Com isso em mente, achei necessário corrigir ela:
— Foi ele quem escondeu de mim o relacionamento de vocês, tudo por causa das ações que eu tinha. Planejou cada passo. Eu não destruí amor nenhum, Vitória. Você está culpando a pessoa errada.
Vitória deu de ombros, com aquele sorriso de quem se acha vencedora. A resposta veio carregada de desdém:
— Você devolveu o dinheiro das ações e ainda diz que não gosta dele? Ah, eu entendo. De qualquer forma, depois de amanhã eu e Thales vamos nos casar. Então, por mim, está tudo perdoado.
Não quis ouvir mais uma palavra. Virei as costas e fui em direção à porta.
Mas, antes mesmo de dar o primeiro passo, ela agarrou meu braço e me puxou de volta.
Toda a breve gratidão que eu tinha sentido desapareceu na hora.
— Sai da minha frente. — Falei, fria, encarando ela nos olhos.
Se não fosse por causa da gravidez, eu já teria empurrado ela sem pensar duas vezes.
Mas Vitória continuava fingindo que nada daquilo importava.
Tirou um cartão do bolso e enfiou na minha mão.
— Você vai sair do país sem um tostão. Eu realmente fiquei preocupada com sua segurança.
— Aqui tem vinte mil. Pega esse dinheiro e nunca mais volta, entendeu?
Respirei fundo.
Levantei o olhar, cansada. Quando vi a expressão dela, aquele ar de quem se achava generosa... não aguentei.
PAF!
Levantei a mão e bati com força. Não hesitei.
Vitória soltou um grito agudo. Ia começar a me xingar, mas no canto do olho vi Thales chegando correndo pelo corredor.
Ela também viu. Na mesma hora, levou a mão ao rosto, cambaleou e caiu no chão.
— Thales! Ai, minha barriga... tá doendo! Ai, tá doendo demais! — Gritou, desesperada.
Franzi a testa, sem entender o que ela queria com aquela encenação, até ser empurrada com força.
A pancada foi tão forte que, como eu ainda segurava a mala, acabei caindo de costas, batendo em cheio a lombar.
Uma dor aguda atravessou meu corpo, e o rosto ficou pálido na hora.
Thales passou por mim às pressas, sem hesitar.
Se abaixou e pegou Vitória nos braços. Nem lançou um olhar na minha direção.
Do canto do olho, vi o rosto dele tomado pela aflição, o desespero escancarado nos olhos.

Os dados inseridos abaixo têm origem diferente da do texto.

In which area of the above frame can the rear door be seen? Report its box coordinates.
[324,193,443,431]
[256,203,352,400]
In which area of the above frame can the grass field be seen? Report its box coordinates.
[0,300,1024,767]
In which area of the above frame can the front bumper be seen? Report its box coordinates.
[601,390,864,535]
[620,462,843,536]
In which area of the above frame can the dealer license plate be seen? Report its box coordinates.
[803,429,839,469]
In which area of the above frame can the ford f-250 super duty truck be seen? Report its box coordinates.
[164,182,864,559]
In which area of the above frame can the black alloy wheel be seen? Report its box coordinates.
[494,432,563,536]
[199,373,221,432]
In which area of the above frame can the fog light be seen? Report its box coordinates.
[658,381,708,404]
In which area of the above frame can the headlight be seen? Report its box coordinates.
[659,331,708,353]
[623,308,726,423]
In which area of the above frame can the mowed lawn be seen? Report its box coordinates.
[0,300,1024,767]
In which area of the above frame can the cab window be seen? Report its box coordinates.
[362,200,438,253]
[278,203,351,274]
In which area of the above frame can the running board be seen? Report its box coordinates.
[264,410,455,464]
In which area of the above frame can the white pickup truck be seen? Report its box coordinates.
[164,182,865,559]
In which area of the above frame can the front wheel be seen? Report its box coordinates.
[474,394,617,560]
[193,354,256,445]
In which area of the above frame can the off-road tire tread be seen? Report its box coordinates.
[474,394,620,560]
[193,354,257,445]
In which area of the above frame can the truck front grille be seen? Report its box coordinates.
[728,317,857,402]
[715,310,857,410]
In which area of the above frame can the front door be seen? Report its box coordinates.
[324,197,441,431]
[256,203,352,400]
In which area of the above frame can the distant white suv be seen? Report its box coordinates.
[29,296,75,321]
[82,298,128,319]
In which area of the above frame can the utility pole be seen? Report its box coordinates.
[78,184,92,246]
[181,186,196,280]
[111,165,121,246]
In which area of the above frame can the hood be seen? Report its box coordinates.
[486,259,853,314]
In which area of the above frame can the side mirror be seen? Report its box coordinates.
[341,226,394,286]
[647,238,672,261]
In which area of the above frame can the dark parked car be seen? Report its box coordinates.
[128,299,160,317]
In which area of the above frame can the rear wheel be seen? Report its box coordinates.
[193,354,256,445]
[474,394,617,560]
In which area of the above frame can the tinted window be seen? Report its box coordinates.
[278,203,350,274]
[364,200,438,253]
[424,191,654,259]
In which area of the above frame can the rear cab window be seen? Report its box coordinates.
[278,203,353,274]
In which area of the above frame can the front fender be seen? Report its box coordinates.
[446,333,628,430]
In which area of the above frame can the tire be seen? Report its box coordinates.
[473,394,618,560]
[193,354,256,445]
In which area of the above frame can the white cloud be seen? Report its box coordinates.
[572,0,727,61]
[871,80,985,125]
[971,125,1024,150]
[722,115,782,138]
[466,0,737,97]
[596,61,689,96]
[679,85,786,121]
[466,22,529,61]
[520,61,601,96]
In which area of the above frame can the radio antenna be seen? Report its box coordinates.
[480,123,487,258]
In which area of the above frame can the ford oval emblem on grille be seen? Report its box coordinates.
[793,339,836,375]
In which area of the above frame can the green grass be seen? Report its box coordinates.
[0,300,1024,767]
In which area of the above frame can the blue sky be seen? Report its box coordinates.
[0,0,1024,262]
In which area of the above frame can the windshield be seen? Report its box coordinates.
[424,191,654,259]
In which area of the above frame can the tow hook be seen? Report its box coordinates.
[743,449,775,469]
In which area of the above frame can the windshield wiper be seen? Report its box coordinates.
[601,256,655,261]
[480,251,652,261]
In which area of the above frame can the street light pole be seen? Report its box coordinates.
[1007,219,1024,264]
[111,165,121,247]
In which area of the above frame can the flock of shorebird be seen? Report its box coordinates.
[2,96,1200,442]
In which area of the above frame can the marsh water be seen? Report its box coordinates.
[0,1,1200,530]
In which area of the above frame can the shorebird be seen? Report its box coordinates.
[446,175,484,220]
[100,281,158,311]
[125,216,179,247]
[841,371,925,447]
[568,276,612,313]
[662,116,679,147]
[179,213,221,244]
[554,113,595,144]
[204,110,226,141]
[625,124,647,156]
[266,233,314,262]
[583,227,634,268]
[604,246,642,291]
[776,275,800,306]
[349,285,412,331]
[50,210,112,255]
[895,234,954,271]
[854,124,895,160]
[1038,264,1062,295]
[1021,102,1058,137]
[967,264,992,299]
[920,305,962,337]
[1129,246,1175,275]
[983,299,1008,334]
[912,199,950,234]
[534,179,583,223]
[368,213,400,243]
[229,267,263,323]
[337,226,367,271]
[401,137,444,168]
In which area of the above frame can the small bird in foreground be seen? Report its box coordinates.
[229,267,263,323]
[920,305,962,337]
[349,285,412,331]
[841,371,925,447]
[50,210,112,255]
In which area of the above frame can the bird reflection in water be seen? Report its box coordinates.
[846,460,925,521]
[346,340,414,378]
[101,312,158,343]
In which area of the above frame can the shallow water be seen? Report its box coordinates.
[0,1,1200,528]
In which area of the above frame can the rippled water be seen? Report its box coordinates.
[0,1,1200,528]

Naquele instante, tudo ficou claro.
Thales já sabia da gravidez de Vitória.
Mas aquilo não tinha mais nada a ver comigo.
Levantei com dificuldade, massageando as costas doloridas, e desci as escadas devagar, tentando não forçar muito.
Na rua, parei o primeiro táxi que vi e entrei.
Mesmo indo o mais rápido possível, a dor nas costas me atrasou.
Perdi o voo. Tive que remarcar.
Mas não fiquei frustrada.
Depois de passar um pouco de pomada na região machucada, troquei a passagem para o voo mais próximo e passei a noite no aeroporto, do jeito que deu.
Aproveitei também pra alterar o visto: de curta duração, passei para longa.
Não pretendia voltar tão cedo.
Na manhã seguinte, bem na hora de embarcar, recebi uma ligação.
— Alô? É Cecília Medeiros?
— Sou eu.
— Aqui é da central de transplantes. Encontramos um doador compatível com o seu tipo. A senhora poderia vir até Valdéria o quanto antes?
Olhei para o número desconhecido na tela, confusa.
— Mas eu não fiz cadastro em nenhum hospital em Valdéria.
Do outro lado da linha, a voz respondeu com calma:
— Henrique Medeiros. A senhora conhece, certo?
Meu corpo congelou por um instante.
— É meu pai.
— Foi ele quem nos pediu pra continuar procurando. Só agora conseguimos uma correspondência compatível com o seu caso.
Desliguei o telefone, ainda atônita.
A emoção apertou no peito, mas segurei as lágrimas.
E então, no último segundo, sem olhar pra trás, subi no avião e fui embora.